The Briton praised for ending the NHS cyberattack admitted to police he created a code to harvest bank details, a court has heard.
Marcus Hutchins, 23, plans to plead not guilty to all six counts he faces regarding the creation and distribution of the Kronos malware, his lawyer said after his hearing in a Las Vegas court.
Earlier, a prosecutor told the court that Hutchins had admitted in a police interview that he created the code for the malware.
Dan Cowhig described Hutchins as a “danger to the public”, adding that he had allegedly “admitted he was the author of the code of Kronos malware and indicated he sold it”.
Mr Cowhig told the court that Hutchins and his unnamed co-defendant, who is still at large, were caught when undercover officers bought the code.
Other evidence includes records of chats between the two where Hutchins complained about the money he received for the sale, according to Mr Cowhig.
After the hearing, Hutchins’s lawyer, Adrian Lobo, denied her client was the author of the code.
She said: “He fights the charges and we intend to fight the case.
“He has dedicated his life to researching malware, not trying to harm people. Use the internet for good is what he has done.”

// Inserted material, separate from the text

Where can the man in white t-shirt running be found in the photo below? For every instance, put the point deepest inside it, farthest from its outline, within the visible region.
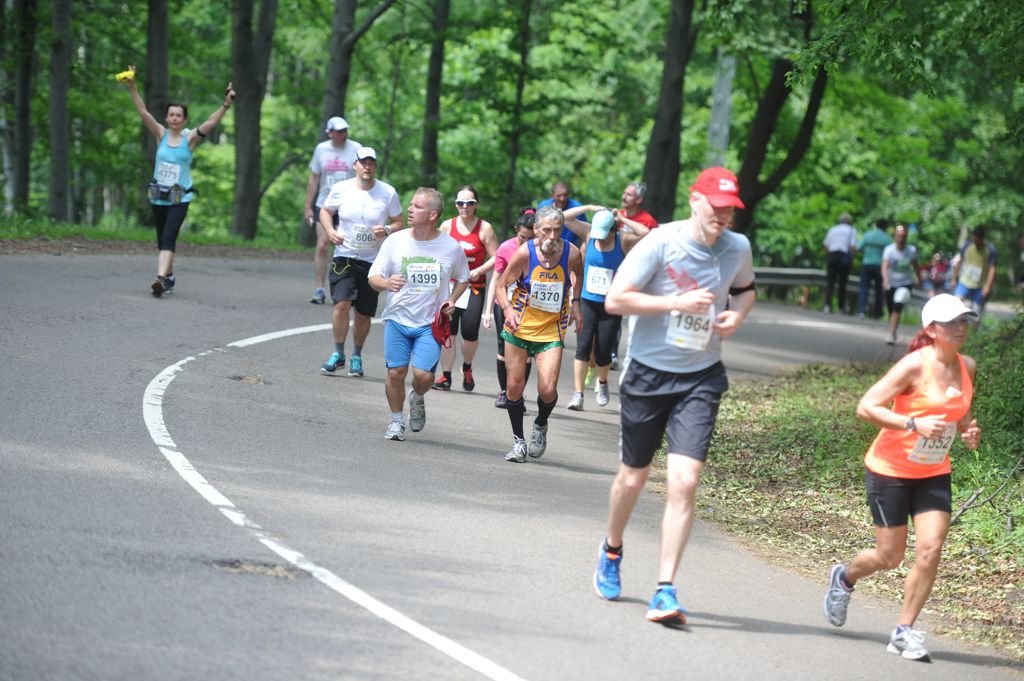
(368, 211)
(415, 267)
(334, 161)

Hutchins, who spoke softly as he answered procedural questions during the hearing, has been bailed under the condition that he pays $30,000 (£23,000) and that he stays in the US.
He will appear in court again on Tuesday and is expected to formally enter pleas then.

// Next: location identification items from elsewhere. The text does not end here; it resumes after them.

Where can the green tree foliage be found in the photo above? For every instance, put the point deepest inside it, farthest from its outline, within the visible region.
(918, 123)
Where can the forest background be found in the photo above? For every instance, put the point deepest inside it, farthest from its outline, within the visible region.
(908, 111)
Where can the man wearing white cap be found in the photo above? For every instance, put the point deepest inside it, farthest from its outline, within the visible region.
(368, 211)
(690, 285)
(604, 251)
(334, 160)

Hutchins, from Ilfracombe, Devon, gained worldwide attention for detecting a “kill switch” that effectively disabled the WannaCry worm in May.
The attack crippled the NHS and infected hundreds of thousands of computers worldwide, causing disruption at car factories, hospitals, shops and schools in more than 150 countries.

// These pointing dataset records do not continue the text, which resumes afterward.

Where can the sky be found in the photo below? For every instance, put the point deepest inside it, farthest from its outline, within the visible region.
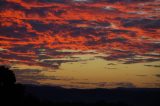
(82, 43)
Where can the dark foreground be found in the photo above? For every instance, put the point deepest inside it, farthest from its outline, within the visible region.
(27, 95)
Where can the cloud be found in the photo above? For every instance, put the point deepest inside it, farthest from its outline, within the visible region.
(104, 25)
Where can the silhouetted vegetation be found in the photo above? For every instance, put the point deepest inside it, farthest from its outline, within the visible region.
(13, 94)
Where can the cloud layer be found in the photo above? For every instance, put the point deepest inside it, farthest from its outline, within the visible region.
(125, 30)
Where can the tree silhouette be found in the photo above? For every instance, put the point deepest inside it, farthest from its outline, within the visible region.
(7, 77)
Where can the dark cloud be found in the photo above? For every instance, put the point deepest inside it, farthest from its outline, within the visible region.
(142, 23)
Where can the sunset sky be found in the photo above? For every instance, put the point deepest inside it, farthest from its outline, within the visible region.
(82, 43)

The current case in Las Vegas is unrelated to the WannaCry attack that struck the NHS, the US Justice Department has said.
Hutchins was arrested at the city’s McCarran International Airport after he tried to fly back from the Def Con hacking conference, according to a friend in the IT security industry.
Court filings accuse Hutchins, known online as MalwareTech, of advertising, distributing and profiting from malware code known as Kronos that stole online banking credentials and credit card data.
Such malware infects web browsers, then captures usernames and passwords when an unsuspecting user visits a bank’s website or another trusted location.
The suspected activity took place between July 2014 and July 2015, according to the court documents.